Florida law wouldn’t work in reverse

The “Stand Your Ground” laws in Florida and other states should all be repealed. At best, they are redundant. At worst, as in a Trayvon Martin killing, they are zero though a permit to kill.

Police in Sanford, Fla., cited a government as drift for their preference not to record charges opposite Martin’s killer, George Zimmerman. Martin, 17, was strolling home from a preference store, armed with an iced tea and a bag of Skittles, when Zimmerman – a Neighborhood Watch proffer – speckled him and motionless he looked suspicious.

Zimmerman, who is 28, happened to be armed with a handgun. He followed Martin, notwithstanding instructions from a 911 user not to do so. They had an confront that left Zimmerman pang from teenager injuries and Martin passed on a belligerent from a gunshot wound. While we don’t know accurately what happened, we know that Zimmerman instituted a hit by stalking a immature male who had finished zero some-more sinister than travel down a travel wearing a hooded sweatshirt.

Police motionless to recover Zimmerman but charges since of a Stand Your Ground law. The applicable partial of a government says that “a chairman who is not intent in an wrong activity and who is pounded … has no avocation to shelter and has a right to mount his or her belligerent and accommodate force with force, including lethal force if he or she pretty believes it is compulsory to do so to forestall genocide or good corporeal harm.”

Zimmerman claimed self-defense, was given a advantage of a doubt compulsory by law and released.

This was a intolerable travesty, as we now know. The “person who is not intent in an wrong activity and who is attacked” was Martin. Under a Florida law, as we review it, he had each right to feel he was in “imminent hazard of genocide or good corporeal harm” from a foreigner who was following him. He had each right to confront Zimmerman – to mount his belligerent – and even to use lethal force, if necessary, to urge himself.

Imagine that Martin, not Zimmerman, had been carrying a authorised handgun and that it was Zimmerman who finished adult dead. It seems to me that a law should have compelled military to recover Martin, a immature African-American in a hoodie, but charges.

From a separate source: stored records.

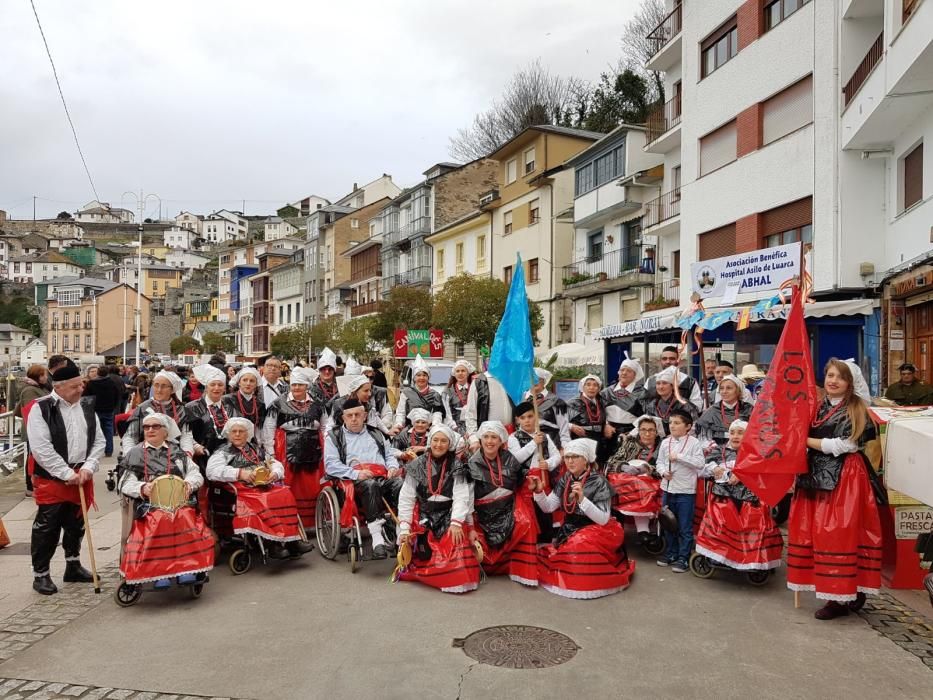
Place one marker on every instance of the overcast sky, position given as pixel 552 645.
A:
pixel 209 103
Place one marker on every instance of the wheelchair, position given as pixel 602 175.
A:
pixel 337 525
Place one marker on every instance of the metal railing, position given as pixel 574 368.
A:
pixel 863 70
pixel 667 29
pixel 663 119
pixel 661 209
pixel 664 295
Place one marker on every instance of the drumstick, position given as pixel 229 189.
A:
pixel 90 539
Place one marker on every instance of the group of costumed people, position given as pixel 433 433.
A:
pixel 536 491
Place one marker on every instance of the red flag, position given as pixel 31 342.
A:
pixel 774 450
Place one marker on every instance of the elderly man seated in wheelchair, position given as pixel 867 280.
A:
pixel 265 508
pixel 168 538
pixel 358 455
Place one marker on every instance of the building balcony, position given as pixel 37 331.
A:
pixel 611 271
pixel 666 38
pixel 662 213
pixel 370 307
pixel 663 127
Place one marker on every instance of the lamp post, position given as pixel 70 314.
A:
pixel 141 207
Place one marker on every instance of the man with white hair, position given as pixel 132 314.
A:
pixel 66 441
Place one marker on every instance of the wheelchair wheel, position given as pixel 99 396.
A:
pixel 654 545
pixel 700 566
pixel 327 523
pixel 127 594
pixel 240 561
pixel 758 578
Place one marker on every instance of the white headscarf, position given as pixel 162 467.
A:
pixel 859 385
pixel 177 382
pixel 658 423
pixel 494 427
pixel 584 447
pixel 744 394
pixel 171 427
pixel 302 375
pixel 419 414
pixel 588 378
pixel 239 420
pixel 327 358
pixel 206 374
pixel 235 382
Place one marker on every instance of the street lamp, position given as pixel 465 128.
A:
pixel 141 207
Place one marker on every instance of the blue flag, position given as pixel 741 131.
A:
pixel 512 357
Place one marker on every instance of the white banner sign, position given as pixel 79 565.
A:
pixel 747 273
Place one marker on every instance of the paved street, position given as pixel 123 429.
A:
pixel 312 629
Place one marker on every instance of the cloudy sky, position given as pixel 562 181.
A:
pixel 210 103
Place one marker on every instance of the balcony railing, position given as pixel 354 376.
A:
pixel 864 69
pixel 664 295
pixel 667 29
pixel 633 261
pixel 663 119
pixel 370 307
pixel 661 209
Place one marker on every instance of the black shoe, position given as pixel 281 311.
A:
pixel 44 585
pixel 75 573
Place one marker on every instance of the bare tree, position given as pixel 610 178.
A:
pixel 533 96
pixel 637 48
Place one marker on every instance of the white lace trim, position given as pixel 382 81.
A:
pixel 754 566
pixel 582 595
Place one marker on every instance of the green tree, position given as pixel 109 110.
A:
pixel 290 343
pixel 215 342
pixel 182 344
pixel 406 307
pixel 470 308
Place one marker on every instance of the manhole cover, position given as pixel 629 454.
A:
pixel 518 646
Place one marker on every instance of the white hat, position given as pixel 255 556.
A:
pixel 416 414
pixel 494 427
pixel 206 374
pixel 239 420
pixel 178 384
pixel 327 358
pixel 235 382
pixel 584 447
pixel 588 378
pixel 171 427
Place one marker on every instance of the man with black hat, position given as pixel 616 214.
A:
pixel 67 443
pixel 909 391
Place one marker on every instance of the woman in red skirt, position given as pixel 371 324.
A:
pixel 834 531
pixel 433 507
pixel 588 560
pixel 737 530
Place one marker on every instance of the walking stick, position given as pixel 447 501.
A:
pixel 90 539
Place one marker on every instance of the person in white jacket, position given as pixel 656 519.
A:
pixel 680 460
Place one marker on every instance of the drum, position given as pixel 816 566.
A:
pixel 168 492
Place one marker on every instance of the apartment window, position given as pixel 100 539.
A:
pixel 719 47
pixel 779 10
pixel 511 171
pixel 529 160
pixel 534 211
pixel 718 148
pixel 804 235
pixel 594 246
pixel 789 110
pixel 913 177
pixel 533 275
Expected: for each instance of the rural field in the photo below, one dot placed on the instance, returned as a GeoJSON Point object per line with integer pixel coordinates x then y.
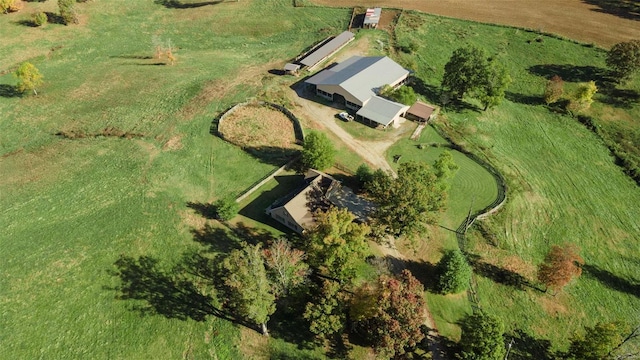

Somehow, we doubt that would have happened.

The accord view, that I’ve listened voiced by supporters of Stand Your Ground, is that military were wrong to extend a law’s self-defense shield to Zimmerman so fast but a some-more consummate review – and that given what we have schooled about Zimmerman’s office of Martin, a law does not seem to apply.

But afterwards because does Florida, or any other state, need this statute? State laws already authorised a use of lethal force in self-defense. By creation pithy that a chairman who feels threatened has no requirement to retreat, all a state Legislature achieved was to relieve a contingency that a irascible fight would be authorised to cold down but violence.